Une nouvelle dose de douze noms de marques aux sonorités si saugrenues


© F. Glaize

Les allitérations, assonances, géminations, juxtapositions cocasses, ou d’éventuelles évocations loufoques confèrent aux noms qui suivent une sorte d’aura poétique. Certains termes auraient pu finir dans la bouche du capitaine Haddock, sans dépareiller ses jurons fleuris.

Cette liste livrée telle-quelle vise à surpasser en nombre les précédentes (six noms de marques qui sonnent si bien, puis 8 noms de marques qui claquent).

Calcovinasse n’est pas un mauvais vin bourré de calcaire mais désignait un engrais.

Mot-valise, Blanchifrice était l’un des divers produits proposés par la maison Tokalon. La marque Tokalon a été “déposée en France, (…) le 4 janvier 1913, par un certain John Hamley, 7 rue Auber, Paris. Les produits Tokalon sont très réputés dans les années 1930.” (Médecines prodigieuses sous Louis XV… et médications modernes, un texte d’Émile Genevoix (1933), Cécile Raynal Olivier Lafont, Revue d’Histoire de la Pharmacie Année 2012 375 pp. 315-330). La marque Tokalon est aujourd’hui détenue par la société suisse Coopers Cosmetics SA.
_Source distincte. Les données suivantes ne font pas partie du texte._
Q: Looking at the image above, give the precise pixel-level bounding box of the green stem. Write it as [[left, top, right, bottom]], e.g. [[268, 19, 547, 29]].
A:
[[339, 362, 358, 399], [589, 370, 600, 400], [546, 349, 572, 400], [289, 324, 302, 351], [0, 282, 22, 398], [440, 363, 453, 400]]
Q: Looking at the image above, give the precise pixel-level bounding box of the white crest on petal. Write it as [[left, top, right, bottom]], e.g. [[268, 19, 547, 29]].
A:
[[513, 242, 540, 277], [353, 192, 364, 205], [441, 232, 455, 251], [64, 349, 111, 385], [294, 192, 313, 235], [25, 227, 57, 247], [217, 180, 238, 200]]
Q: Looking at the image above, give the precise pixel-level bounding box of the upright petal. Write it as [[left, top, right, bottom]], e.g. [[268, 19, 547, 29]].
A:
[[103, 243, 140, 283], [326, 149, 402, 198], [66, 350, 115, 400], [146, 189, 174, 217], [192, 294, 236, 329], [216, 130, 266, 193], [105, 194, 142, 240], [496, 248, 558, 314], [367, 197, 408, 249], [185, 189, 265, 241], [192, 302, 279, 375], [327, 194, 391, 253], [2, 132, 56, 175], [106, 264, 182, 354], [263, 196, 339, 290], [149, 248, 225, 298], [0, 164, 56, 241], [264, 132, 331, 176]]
Guignolux était une boisson des établissements dijonnais L’Héritier Guyot, spécialiste de la liqueur et des crèmes de fruits. Le nom de la marque est dérivé de “Guignolet” (le produit effectivement désigné) qui est “l’appellation populaire d’une liqueur à base de guignes et qui serait originaire d’Anjou, qui est aussi produit par la suite dans l’est de la France. Cette appellation prend racine dans « guigne », l’une des espèces de cerises qu’il utilise dans sa préparation.” (Wikipedia).

Le Cambouifage, est un savon de la Savonnerie des Deux Mondes, créée en 1857 et basée à Epinay-Sur-Seine depuis 1907. A l’époque, le savon Cambouifage était un des produits phares à base de sciure et de silice, destiné à nettoyer le cambouis (Épinay en scène n°116 Février 2012 Journal municipal, page 33).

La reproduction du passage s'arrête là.